Bitcoin experienced a parabolic surge, hitting a new yearly peak of $35,100 on October 24. However, this meteoric rise was succeeded by a period of stagnation, and for over a week, the market has been characterized by sideways movement. As the market settled into this calm phase, many wondered what might be on the horizon for this leading cryptocurrency.
While analysts often turn to chart analysis for insights, when it falls short, they explore on-chain data and liquidity. Alex Thorn is one such analyst who recently outlined a potential scenario in which Bitcoin’s price could be gearing up for another parabolic ascent if the current price trend continues.
Let’s begin by delving into the concept of a gamma squeeze. This term is used to describe a phenomenon in options trading where the price movement compels trading in the underlying asset.
Similar to the dynamics of a short squeeze or a long squeeze, in which price levels trigger actions due to liquidity positions, it forces prior buyers to sell and vice versa. What sets this apart is its relevance to options trading, where gamma and delta principles are essential.
To grasp gamma fully, one must first understand delta. Delta measures the expected change in an option’s price with a 1-point shift in the underlying asset, such as Bitcoin. For instance, if a call option possesses a delta of 0.5, the option’s price will increase by 50 cents for every $1 rise in the cryptocurrency’s price.
Now, let’s introduce gamma. Gamma plays a role in determining how delta changes with that 1-point move in the underlying asset. If gamma is 0.1, and the asset’s price increases by $1, the delta will rise from 0.5 to 0.6.
Think of gamma as the acceleration factor.
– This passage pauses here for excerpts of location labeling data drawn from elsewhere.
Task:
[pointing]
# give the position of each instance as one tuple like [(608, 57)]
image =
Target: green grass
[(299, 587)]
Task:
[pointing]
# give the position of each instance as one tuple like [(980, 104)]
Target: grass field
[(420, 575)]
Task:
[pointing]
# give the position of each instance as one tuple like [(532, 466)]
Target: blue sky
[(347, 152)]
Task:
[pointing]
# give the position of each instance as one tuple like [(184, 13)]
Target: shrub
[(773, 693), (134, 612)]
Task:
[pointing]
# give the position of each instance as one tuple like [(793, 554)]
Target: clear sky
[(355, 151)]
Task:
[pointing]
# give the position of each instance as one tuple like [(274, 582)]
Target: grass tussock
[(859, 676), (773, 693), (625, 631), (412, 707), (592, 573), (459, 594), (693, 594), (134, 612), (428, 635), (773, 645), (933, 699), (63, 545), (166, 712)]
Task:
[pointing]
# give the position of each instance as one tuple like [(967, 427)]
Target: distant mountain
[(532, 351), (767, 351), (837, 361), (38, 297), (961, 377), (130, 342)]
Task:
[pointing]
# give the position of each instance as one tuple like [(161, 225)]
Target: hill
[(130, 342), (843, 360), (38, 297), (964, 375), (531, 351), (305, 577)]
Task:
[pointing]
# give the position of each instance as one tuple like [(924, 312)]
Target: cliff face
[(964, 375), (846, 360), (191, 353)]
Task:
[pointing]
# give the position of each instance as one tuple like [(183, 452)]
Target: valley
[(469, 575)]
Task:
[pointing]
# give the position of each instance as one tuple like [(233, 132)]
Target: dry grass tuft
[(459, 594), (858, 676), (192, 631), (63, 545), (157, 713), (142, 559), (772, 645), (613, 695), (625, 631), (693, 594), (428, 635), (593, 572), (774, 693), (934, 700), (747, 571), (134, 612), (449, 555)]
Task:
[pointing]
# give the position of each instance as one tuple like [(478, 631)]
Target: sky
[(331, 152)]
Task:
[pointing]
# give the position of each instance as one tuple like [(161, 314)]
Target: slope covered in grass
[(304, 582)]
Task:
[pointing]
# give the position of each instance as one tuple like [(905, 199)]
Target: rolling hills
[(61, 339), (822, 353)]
While delta informs you about the rate of the option’s price shift, gamma reveals how much that rate is accelerating or decelerating.
Traders closely monitor gamma because it provides insights into how an option’s value will fluctuate with shifts in the underlying asset’s price. This is particularly valuable for active options traders as it aids in risk management and decision-making regarding trading strategies.
Essentially, gamma is crucial for options traders, aiding in predicting price changes in asset-linked options and facilitating risk management and strategy development.
Now that we have a solid understanding of gamma and delta and how they operate, let’s explore some recent discoveries made by Alex Thorn, who serves as the Head of Firmwide Research at Galaxy.
In a X post , which has garnered the attention of 509.8K individuals, he articulated a compelling observation. Thorn mentioned that “if BTCUSD ascends to the $35,750-36k range, options dealers will find themselves in the position of procuring $20 million worth of actual BTC for each 1% upward price movement. This situation has the potential to trigger significant market dynamics if we indeed approach these price levels.
He further added : “When dealers are short gamma and price moves up, or when they are long gamma and price moves down, they need to buy spot to stay delta neutral. Last week’s expiries will dampen potential explosiveness, but it’s still in play.”
While not definitive, this analysis reveals key derivatives market dynamics that may exert influence soon.
This theory matches our chart analysis outlook, which we published yesterday, October 30. In that analysis, we pointed out that this sideways range seen from October 24 is most likely a wave 4 started from a larger five-wave impulse.
Anticipation of another higher high is on the horizon, possibly targeting $38,600 and potentially nearing $40,000. This ongoing uptrend, originating from a lower-degree impulse that began on November 21, may eventually be followed by a significant correction.
This analysis strongly suggests a high likelihood of Bitcoin surging past the $36,000 mark, potentially in a parabolic fashion. Should it reach $40,000, this would represent an additional 18% increase from the current levels.
Please note that the contents of this article are not financial or investing advice. The information provided in this article is the author’s opinion only and should not be considered as offering trading or investing recommendations. We do not make any warranties about the completeness, reliability and accuracy of this information. The cryptocurrency market suffers from high volatility and occasional arbitrary movements. Any investor, trader, or regular crypto users should research multiple viewpoints and be familiar with all local regulations before committing to an investment.